Hartman served briefly as the commanding officer of the doomed, defecting Normandie, though was not aboard when the former Gallic flagship declared its independence from the First Fleet, vanishing in to the dark, distant corners of explored space - a lapse she views as an unforgivable failing. Nonetheless, in the wake of the disaster Hartman found herself promoted to Captain and, with Teerin rising to Admiral, the commander of the Logistics Corps, under the direction of Admiral Alan Polstari. Personnel shortages lead to her promotion to full Admiral in late 821 A.S.
Distant as a commander, and ever-aware of the discipline and traditions that tie the navy together, Admiral Jane Hartman is a very different woman from the eager girl that signed up for the marines in the summer of 804 A.S. Intolerant of any lapse in personal bearing or standards among the officers under her command, Hartman is undoubtedly a harsh superior to serve under. However; she does so with the best of intentions - nothing less than the survival of the navy and the republic it serves.
Hartman was the force behind significant reforms in the Logistics Corps, the most noticeable being the establishment of the volunteer crew system and the reorganisation of the disparate support fleet elements comprising the First Fleet's logistic divisions into the 21st Combat Support Group. After a brief stint as commander of a reserve training group, she resumed duties with the First Fleet in 821A.S.

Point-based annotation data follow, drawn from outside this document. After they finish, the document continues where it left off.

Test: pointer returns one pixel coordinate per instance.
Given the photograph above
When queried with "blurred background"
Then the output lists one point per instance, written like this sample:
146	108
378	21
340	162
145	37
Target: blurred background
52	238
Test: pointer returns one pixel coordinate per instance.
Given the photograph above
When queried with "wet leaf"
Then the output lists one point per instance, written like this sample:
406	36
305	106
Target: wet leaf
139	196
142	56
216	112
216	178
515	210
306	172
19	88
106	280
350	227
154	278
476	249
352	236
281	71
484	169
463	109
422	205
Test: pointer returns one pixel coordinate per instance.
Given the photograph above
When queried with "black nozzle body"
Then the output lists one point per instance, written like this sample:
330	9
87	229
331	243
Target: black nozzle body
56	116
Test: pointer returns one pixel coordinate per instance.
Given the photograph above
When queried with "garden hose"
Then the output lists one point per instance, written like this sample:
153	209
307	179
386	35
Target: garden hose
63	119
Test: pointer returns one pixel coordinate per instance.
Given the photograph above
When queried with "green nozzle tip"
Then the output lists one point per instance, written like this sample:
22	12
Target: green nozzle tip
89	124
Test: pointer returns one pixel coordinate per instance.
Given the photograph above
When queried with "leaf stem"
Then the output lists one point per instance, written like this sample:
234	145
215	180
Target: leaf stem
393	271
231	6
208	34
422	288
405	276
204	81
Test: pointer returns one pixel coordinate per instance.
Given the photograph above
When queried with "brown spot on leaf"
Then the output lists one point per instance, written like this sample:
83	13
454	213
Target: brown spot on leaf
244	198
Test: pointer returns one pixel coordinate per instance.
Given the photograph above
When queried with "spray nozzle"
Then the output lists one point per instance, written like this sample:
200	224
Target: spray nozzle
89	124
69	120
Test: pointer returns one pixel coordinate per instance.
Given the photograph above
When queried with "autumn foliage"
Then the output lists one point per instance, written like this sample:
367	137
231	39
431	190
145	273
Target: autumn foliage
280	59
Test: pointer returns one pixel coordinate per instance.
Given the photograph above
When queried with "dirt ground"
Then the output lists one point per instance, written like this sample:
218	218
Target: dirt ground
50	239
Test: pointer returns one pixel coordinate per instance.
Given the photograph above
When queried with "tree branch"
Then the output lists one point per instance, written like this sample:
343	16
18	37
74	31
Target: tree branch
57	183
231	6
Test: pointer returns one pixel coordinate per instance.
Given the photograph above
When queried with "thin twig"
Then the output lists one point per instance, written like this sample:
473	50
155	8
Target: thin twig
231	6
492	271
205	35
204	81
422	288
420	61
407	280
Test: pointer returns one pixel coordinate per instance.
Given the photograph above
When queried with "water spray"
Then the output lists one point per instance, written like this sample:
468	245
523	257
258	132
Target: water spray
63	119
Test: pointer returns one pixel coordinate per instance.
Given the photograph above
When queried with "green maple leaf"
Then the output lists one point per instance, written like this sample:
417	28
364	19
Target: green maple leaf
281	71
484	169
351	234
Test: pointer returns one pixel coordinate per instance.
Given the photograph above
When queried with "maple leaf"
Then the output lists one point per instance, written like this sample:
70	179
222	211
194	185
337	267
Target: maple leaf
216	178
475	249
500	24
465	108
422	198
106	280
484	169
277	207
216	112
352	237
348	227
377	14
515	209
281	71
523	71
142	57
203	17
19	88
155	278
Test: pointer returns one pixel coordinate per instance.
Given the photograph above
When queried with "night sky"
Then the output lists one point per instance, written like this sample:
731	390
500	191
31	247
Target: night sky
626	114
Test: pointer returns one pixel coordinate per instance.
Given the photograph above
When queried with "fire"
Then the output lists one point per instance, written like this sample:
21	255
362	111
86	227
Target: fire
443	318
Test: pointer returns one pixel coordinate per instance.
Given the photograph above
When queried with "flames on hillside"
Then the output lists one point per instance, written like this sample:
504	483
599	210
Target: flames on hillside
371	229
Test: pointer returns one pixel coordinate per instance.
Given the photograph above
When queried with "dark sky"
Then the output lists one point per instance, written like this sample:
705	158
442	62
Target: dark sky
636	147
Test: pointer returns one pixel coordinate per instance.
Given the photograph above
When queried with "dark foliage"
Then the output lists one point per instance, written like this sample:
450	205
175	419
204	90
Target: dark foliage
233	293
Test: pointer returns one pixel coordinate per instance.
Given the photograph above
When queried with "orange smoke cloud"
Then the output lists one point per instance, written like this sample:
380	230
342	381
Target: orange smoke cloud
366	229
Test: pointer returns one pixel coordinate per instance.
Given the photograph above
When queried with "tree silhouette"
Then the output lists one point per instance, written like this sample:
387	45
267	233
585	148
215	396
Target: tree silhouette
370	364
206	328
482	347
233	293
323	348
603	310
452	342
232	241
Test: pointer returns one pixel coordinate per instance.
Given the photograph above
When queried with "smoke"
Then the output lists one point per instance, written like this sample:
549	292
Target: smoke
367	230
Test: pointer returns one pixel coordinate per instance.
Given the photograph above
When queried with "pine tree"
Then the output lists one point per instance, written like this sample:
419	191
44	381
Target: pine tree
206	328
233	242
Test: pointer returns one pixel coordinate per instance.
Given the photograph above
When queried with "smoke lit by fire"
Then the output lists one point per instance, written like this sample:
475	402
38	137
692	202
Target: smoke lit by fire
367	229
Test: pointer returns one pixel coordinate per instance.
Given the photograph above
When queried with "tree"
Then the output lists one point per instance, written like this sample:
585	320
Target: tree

Hartman served briefly as Admiral of the 10th Fleet, a supporting element, during the doomed Leeds incursion known as Royal Flush. When her flagship was shot out from under her, Hartman and a handful of her crew were fortunate to survive the descent to Leeds. There, injured, they weathered the toxic atmosphere and Gallic patrols long enough to be retrieved by elements of the 1st Marine Expeditionary Force, under the command of then-Captain Reginald Lewis. Nonetheless, the combination of physical injury and the political backlash saw Hartman relegated first to Herbert Beeler Naval Hospital on LA for recovery, and then to a training position with Delaware OCS on Houston. Devoid of a command appointment, she reverted to the rank of Lieutenant Commander, and remains in the position to the present day.